Hospital tools put kids in HIV risk

Clara Pirani, Medical reporter
The Australian
Feb. 10, 2007

ALMOST 100 children may have been infected with HIV or hepatitis as a result of being treated at Canberra Hospital with surgical instruments that had not been sterilised.
Health authorities are searching for patients who had a colon biopsy at the hospital between 1987 and mid-October last year.

The patients, all under the age of three at the time, would have had the biopsy to diagnose Hirschsprung's disease, which affects the colon and can cause severe constipation.

Health officials became aware of the problem in October when a staff member noticed some of the biopsy equipment was not sterilised properly.

"The hospital and ACT Health are dismayed that this has happened," acting ACT chief health officer Charles Guest told The Australian.

"This is an isolated rare event in healthcare. It's very unfortunate that it has occurred but occasionally things like this will happen in hospitals."

An investigation by hospital staff found two biopsy forceps used to take tissue samples were routinely washed but not sterilised as required by national standards.

A tracking system records the sterilisation of all hospital equipment. However, there was no record that the two forceps had been sterilised during the past 20 years.

The hospital has contacted and tested half the patients involved.

Dr Guest said the Health Department would not make public information about the outcomes of the tests.

"These results are highly confidential," he said.

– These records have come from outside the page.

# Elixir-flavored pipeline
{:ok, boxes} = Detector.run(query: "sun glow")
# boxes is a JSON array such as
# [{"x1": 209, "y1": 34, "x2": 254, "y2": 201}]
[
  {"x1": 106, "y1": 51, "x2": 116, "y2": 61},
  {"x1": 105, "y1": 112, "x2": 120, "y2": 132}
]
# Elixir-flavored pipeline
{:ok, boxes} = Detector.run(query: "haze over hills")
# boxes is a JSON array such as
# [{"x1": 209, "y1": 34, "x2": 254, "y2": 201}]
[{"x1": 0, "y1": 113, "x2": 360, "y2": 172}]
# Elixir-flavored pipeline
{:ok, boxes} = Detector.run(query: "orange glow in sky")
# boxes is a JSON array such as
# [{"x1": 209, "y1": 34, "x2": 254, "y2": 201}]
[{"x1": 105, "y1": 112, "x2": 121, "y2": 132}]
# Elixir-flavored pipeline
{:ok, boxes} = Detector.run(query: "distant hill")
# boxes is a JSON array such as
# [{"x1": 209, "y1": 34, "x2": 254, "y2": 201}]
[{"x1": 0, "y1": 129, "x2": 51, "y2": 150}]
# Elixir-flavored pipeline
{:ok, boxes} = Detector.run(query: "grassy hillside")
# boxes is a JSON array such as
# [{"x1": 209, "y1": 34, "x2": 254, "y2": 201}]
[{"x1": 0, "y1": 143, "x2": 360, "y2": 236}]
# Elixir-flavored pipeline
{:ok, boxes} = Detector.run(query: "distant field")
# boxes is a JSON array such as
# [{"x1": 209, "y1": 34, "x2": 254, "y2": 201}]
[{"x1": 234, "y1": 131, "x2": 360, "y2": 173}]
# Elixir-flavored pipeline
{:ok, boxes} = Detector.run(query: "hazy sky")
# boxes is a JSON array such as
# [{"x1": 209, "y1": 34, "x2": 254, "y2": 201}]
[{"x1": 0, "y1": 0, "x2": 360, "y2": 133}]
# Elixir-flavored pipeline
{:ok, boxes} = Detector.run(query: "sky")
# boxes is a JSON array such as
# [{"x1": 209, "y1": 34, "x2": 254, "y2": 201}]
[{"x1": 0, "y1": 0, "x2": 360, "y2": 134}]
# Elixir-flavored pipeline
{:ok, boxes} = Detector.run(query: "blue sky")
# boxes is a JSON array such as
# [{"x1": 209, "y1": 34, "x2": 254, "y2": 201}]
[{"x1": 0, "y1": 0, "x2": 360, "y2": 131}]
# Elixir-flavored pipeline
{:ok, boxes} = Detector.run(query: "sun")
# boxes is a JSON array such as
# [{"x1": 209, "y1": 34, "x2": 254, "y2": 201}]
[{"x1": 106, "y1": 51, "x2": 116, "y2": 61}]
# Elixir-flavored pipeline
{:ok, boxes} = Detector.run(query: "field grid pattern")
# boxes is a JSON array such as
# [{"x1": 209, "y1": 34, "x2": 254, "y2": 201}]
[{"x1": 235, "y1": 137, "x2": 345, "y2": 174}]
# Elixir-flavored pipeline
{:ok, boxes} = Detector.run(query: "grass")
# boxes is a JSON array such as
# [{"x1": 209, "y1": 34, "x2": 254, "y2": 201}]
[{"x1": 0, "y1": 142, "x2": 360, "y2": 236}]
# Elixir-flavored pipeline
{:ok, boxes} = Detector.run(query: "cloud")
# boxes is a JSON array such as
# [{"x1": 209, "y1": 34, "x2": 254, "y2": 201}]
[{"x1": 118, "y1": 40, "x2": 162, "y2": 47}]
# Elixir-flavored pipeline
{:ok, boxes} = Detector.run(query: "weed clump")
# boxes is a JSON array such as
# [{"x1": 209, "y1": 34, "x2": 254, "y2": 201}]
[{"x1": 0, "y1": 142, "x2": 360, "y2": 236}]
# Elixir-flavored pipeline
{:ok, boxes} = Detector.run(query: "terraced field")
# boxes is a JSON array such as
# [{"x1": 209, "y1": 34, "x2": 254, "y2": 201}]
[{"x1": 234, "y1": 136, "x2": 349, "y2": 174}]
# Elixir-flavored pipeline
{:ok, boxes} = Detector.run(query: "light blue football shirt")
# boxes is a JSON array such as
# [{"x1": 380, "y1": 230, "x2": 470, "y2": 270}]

"We are very concerned for the privacy of people who have had the biopsies and are now undergoing counselling for the possibility of infection through these blood-borne viruses."

He denied that more than 100 patients may have been exposed.

"Our records go back to 1987. It's very unlikely that biopsies of this kind would have been done before this time, because that was when these instruments began to be used.

"Theoretically, there may be a few more patients, but it's very unlikely."

Dr Guest defended the Health Department's delay in contacting the patients. "It has taken quite some time to assemble all the records on people's possible exposure to these biopsy forceps," he said.

"Then we got into the Christmas season and it was decided that it was better to do the notification of them all at the one time, rather than staggering it out over some weeks and missing people over the holiday period.

"We didn't want some people to hear about it first through the media."

Dr Guest said the risk of patient-to-patient transmission of Hepatitis B or C was about one in 100,000 and one in 16 million for HIV.

Australian Patient Safety Foundation president Bill Runciman said the case highlighted the need for hospitals to improve monitoring systems.

"One of the biggest categories of problems, with respect to patients being harmed, is infections that occur in hospital, including surgical site infections," said Professor Runciman.

"It's essential with surgical equipment, especially forceps that grab and bite, to get the matter out of the jaws andhinges, and then to makesure that they are properly sterilised.

"There can also be systematic technical failures in the machines that are supposed to maintain a certain temperature and pressure for a certain time."

Professor Runciman said some cases of infection were hard todetect.

"In this case, with only 100 patients seen over 20 years, it would have been difficult to identify if there was a pattern of problems," he said.

"However, I think the whole health system needs a bit more regulation."